Protein phosphorylation mediates effects of isoproterenol on adenylate cyclase activity in rat cortical membranes

Abstract

The effect of (−)-isoproterenol on adenylate cyclase activity were studied in rat cerebral cortical membranes prepared and assayed in the presence of calcium ions. In assays carried out in the presence of high Mg²⁺ concentrations (5–10 mM) and of Ca²⁺ in the micromolar range, addition of 1–100 μM (−)-isoproterenol caused over 50% inhibition of adenylate cyclase activity. Since these conditions are optimal for supporting endogenous phosphorylative activity in synaptic membranes, we tested whether the observed effects are mediated by changes in the phosphorylation of specific proteins in these membranes. This was done by preincubation of lysed synaptosomes under phosphorylating conditions in the presence and absence of isoproterenol followed by extensive washes and analysis of cyclic AMP formation in resuspended membranes.
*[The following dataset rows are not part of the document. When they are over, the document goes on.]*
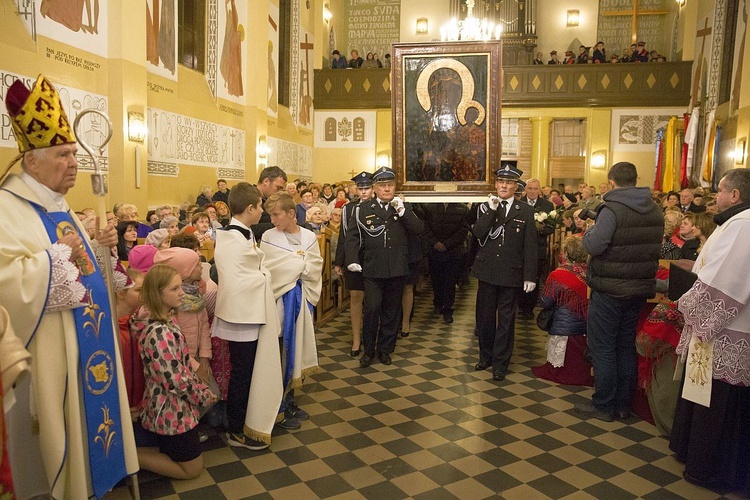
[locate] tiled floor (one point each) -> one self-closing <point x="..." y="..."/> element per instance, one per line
<point x="429" y="426"/>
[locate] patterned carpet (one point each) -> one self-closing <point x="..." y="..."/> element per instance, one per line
<point x="429" y="426"/>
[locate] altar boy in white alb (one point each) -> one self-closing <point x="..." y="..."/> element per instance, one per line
<point x="296" y="265"/>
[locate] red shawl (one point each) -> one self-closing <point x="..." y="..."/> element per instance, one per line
<point x="567" y="287"/>
<point x="659" y="335"/>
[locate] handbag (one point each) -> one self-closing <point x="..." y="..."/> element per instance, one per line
<point x="544" y="319"/>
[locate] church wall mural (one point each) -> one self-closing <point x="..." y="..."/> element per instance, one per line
<point x="175" y="139"/>
<point x="372" y="26"/>
<point x="273" y="60"/>
<point x="78" y="23"/>
<point x="74" y="101"/>
<point x="232" y="47"/>
<point x="161" y="38"/>
<point x="635" y="129"/>
<point x="345" y="129"/>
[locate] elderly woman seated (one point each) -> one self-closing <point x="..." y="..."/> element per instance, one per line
<point x="566" y="296"/>
<point x="314" y="218"/>
<point x="671" y="243"/>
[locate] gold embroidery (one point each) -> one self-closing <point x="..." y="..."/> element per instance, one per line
<point x="93" y="311"/>
<point x="99" y="372"/>
<point x="107" y="435"/>
<point x="699" y="363"/>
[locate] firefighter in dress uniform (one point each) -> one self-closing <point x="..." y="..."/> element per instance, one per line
<point x="505" y="265"/>
<point x="354" y="281"/>
<point x="376" y="246"/>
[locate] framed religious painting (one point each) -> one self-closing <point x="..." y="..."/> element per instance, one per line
<point x="446" y="104"/>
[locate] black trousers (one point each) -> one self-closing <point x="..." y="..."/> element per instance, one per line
<point x="445" y="272"/>
<point x="496" y="314"/>
<point x="382" y="314"/>
<point x="242" y="361"/>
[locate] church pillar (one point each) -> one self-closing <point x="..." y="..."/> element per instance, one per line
<point x="128" y="92"/>
<point x="540" y="148"/>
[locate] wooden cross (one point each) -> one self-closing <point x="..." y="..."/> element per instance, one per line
<point x="306" y="46"/>
<point x="635" y="13"/>
<point x="702" y="33"/>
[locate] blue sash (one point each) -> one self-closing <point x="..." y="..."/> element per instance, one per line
<point x="292" y="304"/>
<point x="97" y="362"/>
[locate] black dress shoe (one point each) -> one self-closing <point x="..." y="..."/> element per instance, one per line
<point x="384" y="358"/>
<point x="709" y="484"/>
<point x="365" y="361"/>
<point x="622" y="414"/>
<point x="588" y="410"/>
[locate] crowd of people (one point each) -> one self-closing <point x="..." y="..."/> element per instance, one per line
<point x="636" y="53"/>
<point x="186" y="347"/>
<point x="372" y="60"/>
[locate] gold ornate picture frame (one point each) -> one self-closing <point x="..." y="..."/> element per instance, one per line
<point x="446" y="104"/>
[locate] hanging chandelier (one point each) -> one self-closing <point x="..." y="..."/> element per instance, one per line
<point x="470" y="28"/>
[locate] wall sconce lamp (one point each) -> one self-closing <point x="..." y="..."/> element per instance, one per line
<point x="137" y="133"/>
<point x="739" y="152"/>
<point x="136" y="127"/>
<point x="599" y="159"/>
<point x="262" y="151"/>
<point x="382" y="160"/>
<point x="573" y="18"/>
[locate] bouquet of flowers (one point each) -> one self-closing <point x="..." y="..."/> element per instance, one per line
<point x="548" y="219"/>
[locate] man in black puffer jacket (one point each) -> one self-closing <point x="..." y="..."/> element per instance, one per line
<point x="624" y="246"/>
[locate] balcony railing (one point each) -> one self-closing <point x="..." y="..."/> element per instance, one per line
<point x="590" y="85"/>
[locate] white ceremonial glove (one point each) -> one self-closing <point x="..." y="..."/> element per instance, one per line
<point x="398" y="204"/>
<point x="494" y="202"/>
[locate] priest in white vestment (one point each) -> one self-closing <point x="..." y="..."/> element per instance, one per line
<point x="50" y="285"/>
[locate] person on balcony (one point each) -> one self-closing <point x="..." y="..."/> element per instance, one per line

Addition of (−)-isoproterenol to the preincubation resulted in a 30% decrease of adenylate cyclase activity in the reincubation. Inclusion of [γ-³²P]ATP in the preincubation and examination of the phosphorylation state of specific proteins in membranes entering the reincubation revealed that (−)-isoproterenol inhibited the phosphorylation of a specific protein band with apparent molecular weight of 47,000 (designated band F). These results support the hypothesis that alterations in membrane protein phosphorylation induced by neurotransmitters play a role in the regulation of adenylate cyclase activity.